Um incidente incomum aconteceu em um loja da Apple na cidade de Dijon, na França, quando um homem desconhecido entrou enfurecido e começou a quebrar vários iPhones e MacBooks, utilizando uma espécie de bola de aço utilizada em jogos de bocha – esse tipo de esfera pesa em torno de 700g.

O motivo do fato não ficou 100% claro, mas, aparentemente foi relacionado a acusações de que a Apple havia violado o código de direitos dos consumidores europeus. Destruir os celulares e computadores certamente não está entre estes direitos.

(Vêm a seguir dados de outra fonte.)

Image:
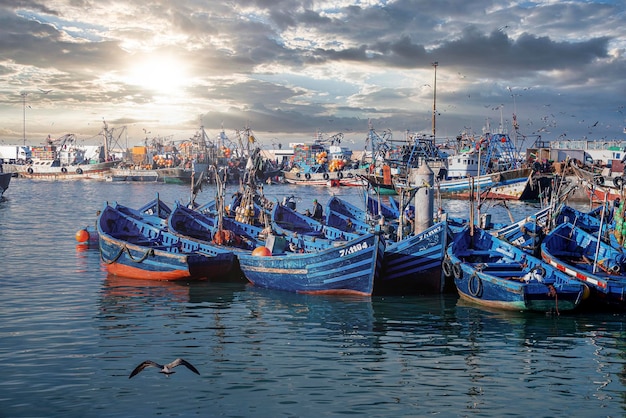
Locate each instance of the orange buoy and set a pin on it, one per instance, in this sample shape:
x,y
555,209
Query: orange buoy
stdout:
x,y
82,235
262,252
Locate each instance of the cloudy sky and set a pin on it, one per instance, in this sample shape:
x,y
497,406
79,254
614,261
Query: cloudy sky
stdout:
x,y
288,69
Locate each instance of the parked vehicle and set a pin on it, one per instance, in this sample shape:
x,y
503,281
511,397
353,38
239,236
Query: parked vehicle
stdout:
x,y
14,154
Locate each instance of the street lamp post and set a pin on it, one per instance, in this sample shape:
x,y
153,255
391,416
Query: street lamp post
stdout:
x,y
435,64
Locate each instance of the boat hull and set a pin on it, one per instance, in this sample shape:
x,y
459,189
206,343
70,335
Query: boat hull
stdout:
x,y
506,185
572,251
493,273
413,265
345,178
346,269
138,250
5,180
43,170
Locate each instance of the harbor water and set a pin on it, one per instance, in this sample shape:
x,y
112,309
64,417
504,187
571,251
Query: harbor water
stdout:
x,y
70,334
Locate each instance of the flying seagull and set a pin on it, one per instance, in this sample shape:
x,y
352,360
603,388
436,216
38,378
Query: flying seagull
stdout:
x,y
167,369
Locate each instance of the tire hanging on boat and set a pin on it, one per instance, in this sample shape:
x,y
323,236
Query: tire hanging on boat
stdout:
x,y
475,285
457,271
446,266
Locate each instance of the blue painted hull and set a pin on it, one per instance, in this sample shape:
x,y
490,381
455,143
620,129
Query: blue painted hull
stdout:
x,y
5,179
131,248
346,269
286,220
413,265
493,273
573,251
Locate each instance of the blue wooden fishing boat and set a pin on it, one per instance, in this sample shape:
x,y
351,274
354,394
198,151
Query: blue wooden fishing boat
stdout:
x,y
493,273
411,264
349,268
286,262
205,228
527,234
230,233
581,255
5,179
133,248
288,221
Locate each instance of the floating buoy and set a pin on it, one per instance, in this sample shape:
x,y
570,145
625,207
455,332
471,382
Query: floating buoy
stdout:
x,y
262,252
586,292
82,235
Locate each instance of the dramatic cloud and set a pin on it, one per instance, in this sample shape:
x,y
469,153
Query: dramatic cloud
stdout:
x,y
290,68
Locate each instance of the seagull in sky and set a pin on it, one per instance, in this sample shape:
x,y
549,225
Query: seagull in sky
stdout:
x,y
165,369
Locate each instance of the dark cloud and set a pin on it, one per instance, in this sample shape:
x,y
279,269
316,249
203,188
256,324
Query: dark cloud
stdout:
x,y
289,66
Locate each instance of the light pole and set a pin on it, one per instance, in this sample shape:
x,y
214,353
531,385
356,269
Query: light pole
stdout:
x,y
435,64
24,94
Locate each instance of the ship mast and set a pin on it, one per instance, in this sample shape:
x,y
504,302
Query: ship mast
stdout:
x,y
435,64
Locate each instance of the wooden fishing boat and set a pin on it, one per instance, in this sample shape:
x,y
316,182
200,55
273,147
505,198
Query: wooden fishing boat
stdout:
x,y
288,221
581,255
5,180
133,248
410,265
284,262
236,236
349,268
41,169
493,273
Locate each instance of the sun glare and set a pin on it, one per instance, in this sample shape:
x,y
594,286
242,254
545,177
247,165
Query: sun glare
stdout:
x,y
164,75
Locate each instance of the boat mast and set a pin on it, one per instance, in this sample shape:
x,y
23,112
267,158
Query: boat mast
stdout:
x,y
435,64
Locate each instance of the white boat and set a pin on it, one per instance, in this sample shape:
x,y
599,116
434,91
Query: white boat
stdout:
x,y
64,159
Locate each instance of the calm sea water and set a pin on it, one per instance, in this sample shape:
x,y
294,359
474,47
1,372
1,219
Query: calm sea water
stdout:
x,y
70,335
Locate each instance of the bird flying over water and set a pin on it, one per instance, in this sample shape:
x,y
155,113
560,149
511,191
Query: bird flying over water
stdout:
x,y
165,369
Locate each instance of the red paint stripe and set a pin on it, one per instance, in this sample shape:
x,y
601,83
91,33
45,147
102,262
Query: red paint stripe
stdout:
x,y
136,273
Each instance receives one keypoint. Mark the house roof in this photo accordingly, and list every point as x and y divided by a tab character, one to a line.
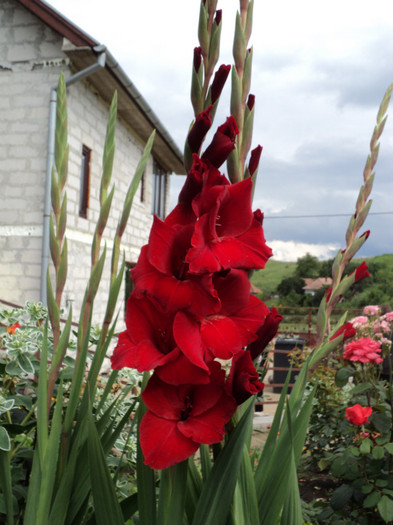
83	51
316	284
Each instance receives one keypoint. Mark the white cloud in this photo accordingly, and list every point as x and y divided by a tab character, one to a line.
319	73
290	251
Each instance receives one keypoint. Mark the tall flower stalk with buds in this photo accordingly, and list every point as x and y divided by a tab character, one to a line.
354	241
193	329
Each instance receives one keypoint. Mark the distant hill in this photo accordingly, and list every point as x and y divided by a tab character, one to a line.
270	277
381	280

O homem gritava em francês “Eles não quiseram reembolsar o dinheiro, agora sabe o que está acontecendo? Isso está acontecendo”, depois de perceber que estava sendo filmado.

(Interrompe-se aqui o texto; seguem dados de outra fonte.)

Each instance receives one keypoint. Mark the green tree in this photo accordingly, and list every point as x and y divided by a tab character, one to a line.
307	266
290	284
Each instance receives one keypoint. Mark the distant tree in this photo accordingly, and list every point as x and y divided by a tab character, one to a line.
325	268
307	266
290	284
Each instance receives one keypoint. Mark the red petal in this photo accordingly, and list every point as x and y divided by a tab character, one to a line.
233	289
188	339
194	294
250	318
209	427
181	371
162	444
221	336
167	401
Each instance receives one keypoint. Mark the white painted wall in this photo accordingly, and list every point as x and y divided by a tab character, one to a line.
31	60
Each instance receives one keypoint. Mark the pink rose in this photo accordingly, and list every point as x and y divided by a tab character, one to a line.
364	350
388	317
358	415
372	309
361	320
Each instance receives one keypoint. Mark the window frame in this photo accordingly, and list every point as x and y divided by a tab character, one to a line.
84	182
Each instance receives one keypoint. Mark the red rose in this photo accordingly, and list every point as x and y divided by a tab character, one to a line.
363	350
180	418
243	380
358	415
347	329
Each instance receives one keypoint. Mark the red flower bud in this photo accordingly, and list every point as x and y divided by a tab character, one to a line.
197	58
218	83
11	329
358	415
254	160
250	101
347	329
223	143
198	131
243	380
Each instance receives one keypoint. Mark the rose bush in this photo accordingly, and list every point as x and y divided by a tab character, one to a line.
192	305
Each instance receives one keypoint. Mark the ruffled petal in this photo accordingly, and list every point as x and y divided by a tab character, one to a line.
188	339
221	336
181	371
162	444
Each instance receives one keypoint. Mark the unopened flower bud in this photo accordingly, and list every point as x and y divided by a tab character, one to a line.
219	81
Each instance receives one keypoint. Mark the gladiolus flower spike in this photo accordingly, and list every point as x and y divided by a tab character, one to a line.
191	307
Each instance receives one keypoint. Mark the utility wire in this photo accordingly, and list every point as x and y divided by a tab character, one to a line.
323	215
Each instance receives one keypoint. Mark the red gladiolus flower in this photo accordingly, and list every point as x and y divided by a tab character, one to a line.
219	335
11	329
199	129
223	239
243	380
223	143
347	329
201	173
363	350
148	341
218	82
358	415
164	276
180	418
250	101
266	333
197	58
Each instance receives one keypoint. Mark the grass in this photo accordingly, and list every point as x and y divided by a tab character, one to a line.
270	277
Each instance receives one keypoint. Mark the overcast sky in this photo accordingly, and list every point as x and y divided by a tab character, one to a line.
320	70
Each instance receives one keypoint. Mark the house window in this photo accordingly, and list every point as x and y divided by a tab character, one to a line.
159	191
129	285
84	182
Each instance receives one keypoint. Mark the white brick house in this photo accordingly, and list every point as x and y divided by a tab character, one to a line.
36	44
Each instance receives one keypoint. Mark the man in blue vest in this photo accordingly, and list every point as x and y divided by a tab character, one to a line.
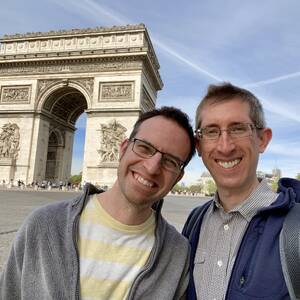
235	237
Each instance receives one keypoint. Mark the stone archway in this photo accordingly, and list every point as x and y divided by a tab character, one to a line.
48	79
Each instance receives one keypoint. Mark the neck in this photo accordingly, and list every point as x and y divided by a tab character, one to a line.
122	210
230	198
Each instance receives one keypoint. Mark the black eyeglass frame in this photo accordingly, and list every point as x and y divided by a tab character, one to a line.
199	132
180	163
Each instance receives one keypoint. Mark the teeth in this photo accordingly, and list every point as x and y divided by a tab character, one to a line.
228	164
143	180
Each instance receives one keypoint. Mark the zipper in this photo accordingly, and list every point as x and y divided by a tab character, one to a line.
147	267
74	238
243	278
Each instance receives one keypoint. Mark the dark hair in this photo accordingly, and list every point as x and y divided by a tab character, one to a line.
227	91
170	113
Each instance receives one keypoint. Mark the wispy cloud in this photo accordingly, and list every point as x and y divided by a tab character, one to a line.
96	10
92	9
272	80
281	149
281	110
184	60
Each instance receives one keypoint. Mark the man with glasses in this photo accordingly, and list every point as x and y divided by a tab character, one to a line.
235	237
113	244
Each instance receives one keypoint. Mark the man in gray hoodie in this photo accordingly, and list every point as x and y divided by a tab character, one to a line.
113	244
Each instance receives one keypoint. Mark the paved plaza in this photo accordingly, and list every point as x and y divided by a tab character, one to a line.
16	205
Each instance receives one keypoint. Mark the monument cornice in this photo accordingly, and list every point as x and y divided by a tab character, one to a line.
63	65
99	41
74	31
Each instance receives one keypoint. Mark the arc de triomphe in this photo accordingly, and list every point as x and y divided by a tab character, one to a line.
47	80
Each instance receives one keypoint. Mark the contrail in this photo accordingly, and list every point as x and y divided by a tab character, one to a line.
272	80
95	9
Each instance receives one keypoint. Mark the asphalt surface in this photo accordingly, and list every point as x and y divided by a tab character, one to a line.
15	205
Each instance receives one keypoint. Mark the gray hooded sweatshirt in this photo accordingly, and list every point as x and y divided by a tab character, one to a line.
44	263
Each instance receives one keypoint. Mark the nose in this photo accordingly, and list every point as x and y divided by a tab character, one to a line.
225	144
153	164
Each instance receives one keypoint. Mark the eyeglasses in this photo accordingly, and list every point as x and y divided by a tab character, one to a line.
146	150
235	131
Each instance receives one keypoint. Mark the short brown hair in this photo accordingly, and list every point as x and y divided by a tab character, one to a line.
227	91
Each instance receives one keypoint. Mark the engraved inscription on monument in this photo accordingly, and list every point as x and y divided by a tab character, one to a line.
117	91
15	94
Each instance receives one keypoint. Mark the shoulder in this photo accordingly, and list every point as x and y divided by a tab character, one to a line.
48	216
172	238
194	218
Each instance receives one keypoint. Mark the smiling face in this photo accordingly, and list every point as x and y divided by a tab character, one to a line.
143	181
232	162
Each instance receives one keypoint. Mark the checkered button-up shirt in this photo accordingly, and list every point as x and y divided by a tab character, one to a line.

A parte mais curiosa no vídeo é que as pessoas assistiam a destruição sem fazer absolutamente nada. Mesmo depois do segurança do shopping chegar, o homem continua agindo agressivamente, fora de si.

Confira o vídeo:

https://www.youtube.com/watch?v=w-OVSJz6PP0

Os seguranças de shoppings na França não podem deter, nem imobilizar as pessoas, a não ser que sofram agressão. Assim, como vemos no vídeo, a imobilização do homem só aconteceu depois dele pegar o segurança pelo pescoço, justificando o início da agressão. Segundo jornais franceses, ele foi preso logo em seguida.

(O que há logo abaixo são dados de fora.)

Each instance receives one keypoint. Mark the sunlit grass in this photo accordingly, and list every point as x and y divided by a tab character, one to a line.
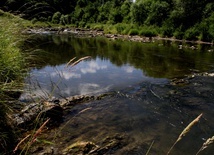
12	69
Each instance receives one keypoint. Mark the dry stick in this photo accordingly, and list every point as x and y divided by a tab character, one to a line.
150	147
70	61
206	144
185	131
78	61
39	130
17	146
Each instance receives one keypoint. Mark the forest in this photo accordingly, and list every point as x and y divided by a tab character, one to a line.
182	19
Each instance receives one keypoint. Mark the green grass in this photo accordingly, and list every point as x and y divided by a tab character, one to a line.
12	64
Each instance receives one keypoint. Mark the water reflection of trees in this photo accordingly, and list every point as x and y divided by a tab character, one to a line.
158	59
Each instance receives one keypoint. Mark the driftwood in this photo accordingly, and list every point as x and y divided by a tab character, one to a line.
50	109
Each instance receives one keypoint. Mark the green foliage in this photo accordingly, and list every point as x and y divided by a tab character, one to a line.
172	17
12	65
191	34
133	32
148	32
56	18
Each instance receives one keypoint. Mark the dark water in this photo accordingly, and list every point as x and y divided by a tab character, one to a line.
146	109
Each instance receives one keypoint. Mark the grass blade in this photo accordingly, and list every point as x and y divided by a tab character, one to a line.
185	131
206	144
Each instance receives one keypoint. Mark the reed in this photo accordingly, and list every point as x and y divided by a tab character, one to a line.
71	63
185	131
206	144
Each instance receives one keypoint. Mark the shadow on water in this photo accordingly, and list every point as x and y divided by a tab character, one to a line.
146	108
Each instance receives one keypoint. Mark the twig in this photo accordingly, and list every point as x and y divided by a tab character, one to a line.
150	147
76	62
206	144
17	146
39	131
185	131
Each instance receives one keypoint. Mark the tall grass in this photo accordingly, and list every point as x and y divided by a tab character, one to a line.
11	73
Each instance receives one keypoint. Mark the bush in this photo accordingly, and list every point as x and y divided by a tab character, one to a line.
148	32
191	34
56	18
133	32
178	34
120	27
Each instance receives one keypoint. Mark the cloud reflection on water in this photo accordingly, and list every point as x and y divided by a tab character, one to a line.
92	67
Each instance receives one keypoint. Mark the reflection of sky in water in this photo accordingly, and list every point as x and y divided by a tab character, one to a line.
91	76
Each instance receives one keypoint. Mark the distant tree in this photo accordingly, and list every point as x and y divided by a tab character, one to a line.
56	18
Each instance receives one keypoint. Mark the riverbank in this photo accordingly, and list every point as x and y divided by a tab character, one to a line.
82	32
12	72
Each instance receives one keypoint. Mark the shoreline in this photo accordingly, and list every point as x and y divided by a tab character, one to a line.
95	33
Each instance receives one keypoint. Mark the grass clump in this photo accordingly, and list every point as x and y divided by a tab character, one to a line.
11	72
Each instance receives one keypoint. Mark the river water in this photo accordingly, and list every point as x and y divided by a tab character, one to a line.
148	110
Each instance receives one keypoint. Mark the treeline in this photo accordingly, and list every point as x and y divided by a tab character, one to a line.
183	19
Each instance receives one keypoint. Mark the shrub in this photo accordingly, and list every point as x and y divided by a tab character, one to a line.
148	32
56	18
191	34
133	32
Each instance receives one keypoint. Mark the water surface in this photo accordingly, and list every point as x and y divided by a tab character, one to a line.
146	107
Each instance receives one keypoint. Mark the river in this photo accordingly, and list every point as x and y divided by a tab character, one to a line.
154	97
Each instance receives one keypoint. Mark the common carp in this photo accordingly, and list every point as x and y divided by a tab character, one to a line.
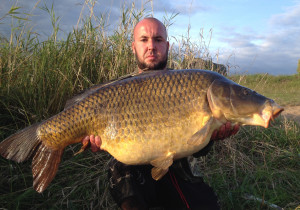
150	118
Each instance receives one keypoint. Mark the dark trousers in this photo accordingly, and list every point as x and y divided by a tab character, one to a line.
141	191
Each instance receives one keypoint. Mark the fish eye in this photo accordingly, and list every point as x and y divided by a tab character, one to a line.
246	92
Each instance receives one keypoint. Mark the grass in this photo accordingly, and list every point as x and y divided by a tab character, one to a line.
36	79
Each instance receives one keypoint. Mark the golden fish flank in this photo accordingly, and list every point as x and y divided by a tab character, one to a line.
151	118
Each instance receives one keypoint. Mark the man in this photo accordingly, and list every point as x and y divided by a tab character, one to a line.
132	187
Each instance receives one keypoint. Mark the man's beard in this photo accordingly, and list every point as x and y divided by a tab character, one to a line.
158	66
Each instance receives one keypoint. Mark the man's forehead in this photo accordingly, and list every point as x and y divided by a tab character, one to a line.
150	28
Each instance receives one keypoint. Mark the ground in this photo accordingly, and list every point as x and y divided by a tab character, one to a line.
292	112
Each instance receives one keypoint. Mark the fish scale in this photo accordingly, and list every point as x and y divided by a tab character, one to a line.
151	118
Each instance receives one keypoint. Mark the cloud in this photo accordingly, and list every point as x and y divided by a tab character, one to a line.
275	51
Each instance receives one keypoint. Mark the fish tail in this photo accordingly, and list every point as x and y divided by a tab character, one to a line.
25	144
44	166
21	146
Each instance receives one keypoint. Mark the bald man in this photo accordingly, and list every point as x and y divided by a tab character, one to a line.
132	187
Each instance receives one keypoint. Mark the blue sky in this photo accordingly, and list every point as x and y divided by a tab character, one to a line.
251	36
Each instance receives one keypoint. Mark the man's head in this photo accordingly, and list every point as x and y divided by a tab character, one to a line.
150	44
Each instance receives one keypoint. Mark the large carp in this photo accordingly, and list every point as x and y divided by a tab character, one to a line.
150	118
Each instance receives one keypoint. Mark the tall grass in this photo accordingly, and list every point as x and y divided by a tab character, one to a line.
37	77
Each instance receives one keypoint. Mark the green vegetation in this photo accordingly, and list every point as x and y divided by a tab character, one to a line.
36	79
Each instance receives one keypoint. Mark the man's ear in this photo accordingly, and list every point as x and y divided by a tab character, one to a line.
132	47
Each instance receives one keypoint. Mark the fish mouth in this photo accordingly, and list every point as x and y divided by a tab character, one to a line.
269	113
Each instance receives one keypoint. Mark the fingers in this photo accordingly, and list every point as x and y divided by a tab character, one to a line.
86	140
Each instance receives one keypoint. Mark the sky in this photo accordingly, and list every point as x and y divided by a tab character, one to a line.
250	36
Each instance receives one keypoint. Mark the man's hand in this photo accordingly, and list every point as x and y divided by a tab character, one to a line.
225	131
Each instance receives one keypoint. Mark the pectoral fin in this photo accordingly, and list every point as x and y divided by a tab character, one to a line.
202	134
161	165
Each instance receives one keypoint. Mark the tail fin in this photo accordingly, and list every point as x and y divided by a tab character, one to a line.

Por hoje é só, até a próxima!

2 COMENTÁRIOS

  1. Muito interessante essa limitação à atuação dos vigilantes na França!
    Se vc parar para pensar, faz todo o sentido.
    Seguranças/vigilantes/vigias etc não são agentes do Estado, não tem poder de polícia.
    São particulares como eu e vc.

    Logo, sua atuação e poderes nem de longe podem se equiparar aos de um policial.
    Faz sentido só poderem imobilizar pessoas que estejam a colocar em risco a integridade alheia.
    Obrigado pela informação, muito interessante! Se pensarmos em como os brucutus daqui costumam agir e abordar pessoas… É claro que não defendo a atuação desse maluco depredador, apenas acho que um vigilante particular só deveria poder tocar em uma pessoa em hipótese de legítima defesa própria ou de terceiro. Ele não é autoridade.